A Guide for our Journey

On “Daisy Chain on rue de Rivoli”, photo, 1978, by Robert Doisneau.

Human life is full of adventures,

from which, many times, we cannot deviate.

On the contrary, if we face them,

with body and spirit combined,

they bring us achievements, often rewards.

These children see this street crossing

as so great a feat and a boldness,

although it may be, perhaps, simple

and ordinary one school excursion.

With terrific insight the photographer

recorded this scene,

an example to be followed by us,

who became adults in this world.

May we hold hands, hearts too, to smooth

and relieve the burdens we carry all days!

https://photos.google.com/photo/AF1QipO9thVrLET5mh03GmF9-jfDwU1Ubc1Bh0N8qlYI

 

 

Heart Secrets

When, suddenly, I notice the largeness of the horizons,

and all beauty they unceasingly frame our world.

When, tender and dreamlike resting tonight,

I always see her face before asleep.

When I enjoy full air all the day long,

missing it when she approaches me.

Then, I think, this means I must be in love.

But with whom, I have no doubt that

nor to the walls should I reveal.

 

This poem and all others at this blog, authored by Edilson Afonso Ferreira ©

Rewriting Paradise

-Pandemic Midsummer Night’s Dream-

We found ourselves in the deserted streets,

and twinned in the challenge and fearlessness

to the enacted isolation.

Compelled by the oddity of the moment,

we delighted in such a privacy,

fruit and reward for our boldness.

Our love blossomed, suddenly and calmly,

honest, pure and original,

–  secluded inhabitants, entrusted by destiny –

to start a new world.

Let time stop, give this dream a lot of rope,

like the new toy we get for Christmas.

Don’t be lost the magic, take root in the ground,

bathe in the water that blesses, baptizes and revives.

Let it be heir to the best of our stories,

the best of our hopes.

Published in Subterranean Blue Poetry, volume IX, issue III, March 01, 2021.

Translated into French as Réécriter Le Paradis, published in Poésie Bleue Souterraine, March 01, 2021.

Fellow Walkers

Sitting by the road’s edge, I watch life go by.

I see men, women, old and young people,

companions on our journey, the pilgrimage

we have embarked on, since forgotten ages.

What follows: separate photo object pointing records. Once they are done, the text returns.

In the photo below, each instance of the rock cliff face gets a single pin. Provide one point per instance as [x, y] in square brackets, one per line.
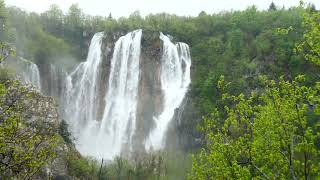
[103, 108]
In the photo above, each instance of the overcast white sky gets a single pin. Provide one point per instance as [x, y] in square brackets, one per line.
[120, 8]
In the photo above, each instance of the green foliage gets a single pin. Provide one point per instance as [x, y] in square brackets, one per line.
[270, 134]
[311, 44]
[27, 141]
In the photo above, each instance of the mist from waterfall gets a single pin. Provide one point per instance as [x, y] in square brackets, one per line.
[100, 98]
[119, 119]
[175, 79]
[80, 94]
[104, 138]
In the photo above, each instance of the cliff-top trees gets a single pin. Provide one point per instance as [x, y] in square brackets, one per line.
[272, 133]
[268, 135]
[27, 126]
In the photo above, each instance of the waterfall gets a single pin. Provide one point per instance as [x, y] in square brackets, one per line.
[119, 119]
[175, 79]
[100, 98]
[80, 93]
[105, 137]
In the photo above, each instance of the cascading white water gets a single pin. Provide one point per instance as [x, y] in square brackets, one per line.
[104, 138]
[30, 73]
[119, 119]
[175, 79]
[80, 92]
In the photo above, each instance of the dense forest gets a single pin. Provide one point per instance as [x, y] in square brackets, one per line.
[255, 94]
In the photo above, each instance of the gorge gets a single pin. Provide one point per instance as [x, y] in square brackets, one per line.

They carry in their faces their realities and, beyond,

I try to imagine what really lead them to move on,

but cannot be seen: their well-kept secrets and desires,

their high esteem, their own motto, their ego.

They are striving to be individuals,

rather than simply one more.

Sometimes I see even myself,

mixed in the crowd, perhaps a little lost,

but firmly believing to be on the walk too.

I feel we are all connected in an invisible web

and hope we will reach, each at their own time,

that promised and dreamed land,

where happiness dwells, milk and honey spill,

and evil never finds shelter.

 

Published in Red Wolf Journal, March 21, 2020

http://www.redwolfjournal.wordpress.com

 

This poem and all others at this blog, authored by Edilson Afonso Ferreira ©

 

Stayed by the Way

Sometimes a well-intentioned soul calls up,

or even comes to me personally,

claiming to have found, in improper and improbable place,

references or things that certainly belonged to me.

I answer I do not need them, I do not miss that,

keep them where they were found.

They are pieces of myself that I had to leave

by the paths I have travelled in my life,

penalties imposed by my fellow ones,

by sudden, irrepressible and irrefutable passions,

born in a simple, loving and thoughtless heart.

Pieces that prove I did not refuse not even a little

of the portion I must share in my human condition:

I lived, suffered, loved; left my journey well marked.

 

Published in Red Wolf Journal, March 18, 2020.